Ein anderes Mal hatte sie keine Munition dabei, als sie welche gebraucht hätte: In Östersund hatte sie ein Magazin vergessen - sie musste es sich am Schießstand nachreichen lassen. Dieses Missgeschick war ihr im Einzelrennen passiert.

BIATHLON-WORLD-RUHPOLDING

Andrea Henkel (links) übergibt während der Mixed-Staffel in Ruhpolding an Magdalena Neuner.

(Foto: AFP)

"Früher war das mein Wettkampf, stimmt schon", sagt sie angesichts des Umstands, dass sie dort ihre ersten Goldmedaillen geholt hat. "Aber das ist ja 'ne Weile her, das hat sich ein bisschen geändert. Aber ich weiß, dass es möglich ist, in dieser Disziplin zu gewinnen."

Sie geht am Mittwoch jedenfalls mit jeder Menge Zuversicht an den Start. Zum einen scheinen ihr die neuen WM-Strecken in der Chiemgau-Arena grundsätzlich zu liegen, trotz einiger Abfahrten, die ihr Respekt einflößen: Bei der WM-Generalprobe, dem Weltcup 2011, stand sie jedenfalls erstmals in ihrer Karriere in Ruhpolding auf dem Siegerpodest, unter anderem als Zweite im 15-Kilometer-Bewerb.

Zum anderen rehabilitierte sie sich am Sonntag im Verfolgungsrennen für den Sprint am Samstag, in dem sie als 34. ihr schwächstes Saisonergebnis abgeliefert hatte. Im Jagdrennen lief sie dann noch auf Rang elf vor, und im deutschen Team rechneten die Trainer flugs aus, dass sie Zweite geworden wäre, wenn sie den Rückstand aus dem Sprint nicht hätte mitnehmen müssen. Was am Sonntag vor allem beeindruckte, war ihr fehlerfreies Schießen.

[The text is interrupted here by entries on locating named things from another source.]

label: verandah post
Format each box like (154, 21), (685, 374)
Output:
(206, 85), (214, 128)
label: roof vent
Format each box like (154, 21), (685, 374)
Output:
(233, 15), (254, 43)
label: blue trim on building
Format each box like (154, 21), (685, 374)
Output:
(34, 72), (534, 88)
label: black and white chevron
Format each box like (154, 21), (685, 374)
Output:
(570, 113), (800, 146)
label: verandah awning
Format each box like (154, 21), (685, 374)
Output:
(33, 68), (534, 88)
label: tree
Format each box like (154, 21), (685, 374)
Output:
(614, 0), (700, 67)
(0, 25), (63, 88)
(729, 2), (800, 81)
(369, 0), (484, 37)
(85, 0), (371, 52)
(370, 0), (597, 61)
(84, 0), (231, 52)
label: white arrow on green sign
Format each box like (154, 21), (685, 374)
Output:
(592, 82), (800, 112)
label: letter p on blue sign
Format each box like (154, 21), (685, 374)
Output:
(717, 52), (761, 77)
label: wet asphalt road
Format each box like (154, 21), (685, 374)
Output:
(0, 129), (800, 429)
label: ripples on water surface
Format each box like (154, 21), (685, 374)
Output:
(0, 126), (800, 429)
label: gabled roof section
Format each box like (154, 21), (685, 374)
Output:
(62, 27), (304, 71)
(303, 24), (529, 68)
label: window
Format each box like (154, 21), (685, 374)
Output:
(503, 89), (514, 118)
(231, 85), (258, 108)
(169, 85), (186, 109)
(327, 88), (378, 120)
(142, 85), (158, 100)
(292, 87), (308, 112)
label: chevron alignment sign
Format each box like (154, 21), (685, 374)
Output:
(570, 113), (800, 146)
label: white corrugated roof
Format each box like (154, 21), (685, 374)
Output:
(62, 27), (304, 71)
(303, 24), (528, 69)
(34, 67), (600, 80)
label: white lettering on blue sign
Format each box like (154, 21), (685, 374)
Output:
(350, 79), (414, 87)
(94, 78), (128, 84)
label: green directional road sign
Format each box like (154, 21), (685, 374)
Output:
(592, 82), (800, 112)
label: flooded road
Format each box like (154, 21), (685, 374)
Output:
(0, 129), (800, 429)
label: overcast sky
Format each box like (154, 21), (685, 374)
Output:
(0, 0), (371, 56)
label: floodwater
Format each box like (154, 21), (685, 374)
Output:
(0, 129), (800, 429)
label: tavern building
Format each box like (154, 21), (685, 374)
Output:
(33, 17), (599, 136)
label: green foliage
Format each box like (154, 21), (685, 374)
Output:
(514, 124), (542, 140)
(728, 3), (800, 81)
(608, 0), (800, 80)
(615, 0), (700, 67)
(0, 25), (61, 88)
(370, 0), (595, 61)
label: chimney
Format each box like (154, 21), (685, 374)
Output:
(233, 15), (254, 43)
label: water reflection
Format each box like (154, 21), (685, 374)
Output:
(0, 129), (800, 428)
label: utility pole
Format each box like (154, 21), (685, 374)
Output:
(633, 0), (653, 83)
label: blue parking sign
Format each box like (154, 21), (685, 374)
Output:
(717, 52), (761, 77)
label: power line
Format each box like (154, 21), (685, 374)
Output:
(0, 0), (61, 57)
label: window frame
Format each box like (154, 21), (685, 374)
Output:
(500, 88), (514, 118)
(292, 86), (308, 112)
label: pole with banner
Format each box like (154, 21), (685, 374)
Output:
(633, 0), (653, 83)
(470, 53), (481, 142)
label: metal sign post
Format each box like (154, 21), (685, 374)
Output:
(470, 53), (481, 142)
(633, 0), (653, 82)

"Damit hat sie den Nachweis erbracht, dass sie vorne dabei sein kann", sagte der deutsche Cheftrainer Uwe Müssiggang. Alle Scheiben zu treffen, ist im Einzelrennen besonders wichtig, weil dort nach Fehlschüssen keine Strafrunden gedreht werden - sondern jeweils eine Minute zur Gesamtzeit addiert wird.

Andrea Henkel sagt: "In diesem Jahr läuft's bei mir besser in den Rennen, in denen es vier Schießeinlagen gibt". Ihre Trefferquote ist sehr gut, nur mit der Zeit, die sie am Schießstand verbringt, hadert sie ein wenig: "Da habe ich oft rumgemuckelt", findet sie. Aber auf das Tempo beim Schießen kommt es im 15-Kilometer-Bewerb weniger an als auf sicheres Treffen. Insofern muss das kein Nachteil sein für die 1,58 Meter kleine Biathletin aus Thüringen.

Die eher introvertierte Andrea Henkel weiß, dass sie trotz der durchaus vergleichbaren Erfolge nie die Popularität von Magdalena Neuner erreichen wird. Aber sie hat ihrer Teamkollegin durch ihre WM-Siege in allen Disziplinen etwas voraus, ein Alleinstellungsmerkmal, wie es in der Werbebranche heißt. Und Andrea Henkel wird am Mittwoch alles dafür tun, dass das auch so bleibt.